Le paradoxe de Chobits est là : tout en défendant une vision paranoïaque (la machine va supplanter l’humain), il insiste à travers Tchii sur le fait que la frontière humain/machine est plus fragile qu’on ne le croit. Nul ne sait pour l’instant qui est réellement Tchii. Les Clamp se sont d’ailleurs fait une spécialité de bouleverser les attentes de leur lecteur en créant des retournements de situations. On ne sait donc pas qui a créé Tchii, ni pourquoi elle a un double, et pourquoi elle fonctionne sans logiciel. Toutefois, ce qui fascine, c’est la façon dont Clamp fait progressivement évoluer le personnage. Elles prennent bien soin, au tout début, de limiter au maximum les expressions de visage de Tchii. Comme une machine, elle reste parfaitement inexpressive. Mais, comme elle possède la faculté d’apprendre, elle s’humanise progressivement au contact de Hideki. Ainsi, son visage commence à s’éclairer, ses yeux s’illuminent, des sourires naissent, tant et si bien qu’au troisième tome, elle commence à avoir des réactions humaines. Le philosophe René Descartes, dans sa Seconde Méditation Métaphysique, exprimait son angoisse lorsqu’un jour, regardant par sa fenêtre, il se demanda ce qui lui permettait d’avoir la certitude que les gens qu’il voyait passer étaient bien des humains et non des automates… Lui-même, étant semblable à toutes ces personnes, pouvait bien être une machine. Au cours de sa réflexion, il eut enfin la certitude qu’il était bien homme, et non une machine qui se prendrait pour un homme. “Si je pense”[/i] estima-t-il,c’est donc que j’existe.
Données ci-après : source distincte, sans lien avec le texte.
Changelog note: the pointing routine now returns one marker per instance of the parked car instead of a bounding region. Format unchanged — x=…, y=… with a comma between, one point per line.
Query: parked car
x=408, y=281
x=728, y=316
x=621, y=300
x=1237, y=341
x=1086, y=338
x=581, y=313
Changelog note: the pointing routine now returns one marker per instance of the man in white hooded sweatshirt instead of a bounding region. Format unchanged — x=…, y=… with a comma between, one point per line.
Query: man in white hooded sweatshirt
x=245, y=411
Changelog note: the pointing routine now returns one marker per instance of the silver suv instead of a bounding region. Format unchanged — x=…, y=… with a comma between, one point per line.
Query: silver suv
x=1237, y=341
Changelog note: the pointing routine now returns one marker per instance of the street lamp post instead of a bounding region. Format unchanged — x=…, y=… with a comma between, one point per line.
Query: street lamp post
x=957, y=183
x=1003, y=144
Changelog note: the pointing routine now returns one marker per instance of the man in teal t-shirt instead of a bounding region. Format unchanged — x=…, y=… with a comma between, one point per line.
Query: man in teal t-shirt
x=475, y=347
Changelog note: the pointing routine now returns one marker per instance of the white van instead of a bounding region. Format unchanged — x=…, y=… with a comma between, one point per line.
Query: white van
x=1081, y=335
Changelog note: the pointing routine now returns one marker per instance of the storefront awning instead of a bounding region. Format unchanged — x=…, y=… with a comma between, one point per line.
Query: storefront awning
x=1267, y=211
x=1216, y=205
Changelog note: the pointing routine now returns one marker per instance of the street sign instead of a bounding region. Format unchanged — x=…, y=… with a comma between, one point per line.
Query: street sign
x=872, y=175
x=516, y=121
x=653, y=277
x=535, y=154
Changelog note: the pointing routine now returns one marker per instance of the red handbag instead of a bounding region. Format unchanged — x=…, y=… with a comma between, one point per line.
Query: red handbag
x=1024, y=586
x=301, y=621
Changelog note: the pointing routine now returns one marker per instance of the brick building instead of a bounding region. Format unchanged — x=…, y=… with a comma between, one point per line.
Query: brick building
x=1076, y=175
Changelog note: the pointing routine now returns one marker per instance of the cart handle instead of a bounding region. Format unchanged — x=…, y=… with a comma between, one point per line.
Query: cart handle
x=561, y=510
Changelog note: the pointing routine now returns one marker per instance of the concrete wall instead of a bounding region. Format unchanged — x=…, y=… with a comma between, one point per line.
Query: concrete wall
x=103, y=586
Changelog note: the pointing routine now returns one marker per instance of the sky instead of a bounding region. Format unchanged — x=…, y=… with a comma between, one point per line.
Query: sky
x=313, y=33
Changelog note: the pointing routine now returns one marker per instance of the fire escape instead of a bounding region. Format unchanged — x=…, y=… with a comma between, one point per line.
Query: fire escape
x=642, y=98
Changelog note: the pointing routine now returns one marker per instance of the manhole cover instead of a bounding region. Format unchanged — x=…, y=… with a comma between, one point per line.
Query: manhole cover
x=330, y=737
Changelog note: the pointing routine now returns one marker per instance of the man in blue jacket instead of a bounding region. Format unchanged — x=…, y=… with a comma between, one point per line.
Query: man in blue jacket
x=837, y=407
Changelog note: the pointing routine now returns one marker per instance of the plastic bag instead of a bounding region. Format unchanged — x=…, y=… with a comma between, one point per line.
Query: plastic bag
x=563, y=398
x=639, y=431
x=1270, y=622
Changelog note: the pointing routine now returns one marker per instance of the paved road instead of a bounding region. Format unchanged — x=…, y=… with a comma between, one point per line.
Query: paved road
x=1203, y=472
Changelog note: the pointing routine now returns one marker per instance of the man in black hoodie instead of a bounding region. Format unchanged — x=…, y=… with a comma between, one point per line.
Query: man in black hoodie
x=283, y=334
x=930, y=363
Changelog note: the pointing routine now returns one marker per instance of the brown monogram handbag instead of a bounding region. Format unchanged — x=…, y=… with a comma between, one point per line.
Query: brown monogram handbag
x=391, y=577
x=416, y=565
Si j’étais machine, je n’aurais pas la capacité de douter de moi et de m’interroger”. Or, si les robots que l’on voit ne sont “que de l’électroménager” comme le soutien Hideki, ce n’est pas le cas de Tchii qui, elle, est consciente ! En effet, cette dernière apprend, tout comme le ferait un enfant, mais est aussi capable de douter, de s’inquiéter et d’éprouver du de la joie. Qu’est-ce qui la distingue, dès lors, d’un humain ?

Ainsi, Clamp propose trois niveaux de lecture parallèles tout en étant complémentaires. Chobits peut ainsi être lu comme une comédie romantique (Hideki va-t-il tomber amoureux de Tchii, ou de sa collègue de travail Yumi ?), une réflexion sur la solitude dans les grandes villes (la Prof Shimizu abandonnée), ou une mise en abîme de l’identité humaine (Un cerveau et un disque dur sont finalement très proches dans leur fonctionnement). C’est là la grande force du manga. Là où Mamoru Oshii livrait un Ghost in the Shell sublime mais parfois trop complexe, Clamp préfère un univers plus simple et accessible. Si elles sacrifient à la mode actuelle qui est de toujours en donner plus, elles le font pour mieux endormir la méfiance du lecteur. Lire Chobits, c’est participer à une véritable réflexion : le Fan Service putassier renvoie à l’Otaku sa propre image. Ces gens qui vivent sur leur machine est un message qui s’adresse à chacun de nous. Le visage de Tchii qui souffre lorsqu’elle espère trouver quelqu’un qui l’aime pour elle et non pas pour ce qu’elle peut réaliser, est aussi une façon de nous avertir. Chez Clamp, comme chez Hidéaki Anno dans Evangelion, il faut sortir de sa coquille, dépasser les simples apparences pour aller vers les autres. Ne pas se laisser berner par l’imaginaire (robot/manga) car seul l’autre (Tchii/Hommes) mérite qu’on lui consacre son temps.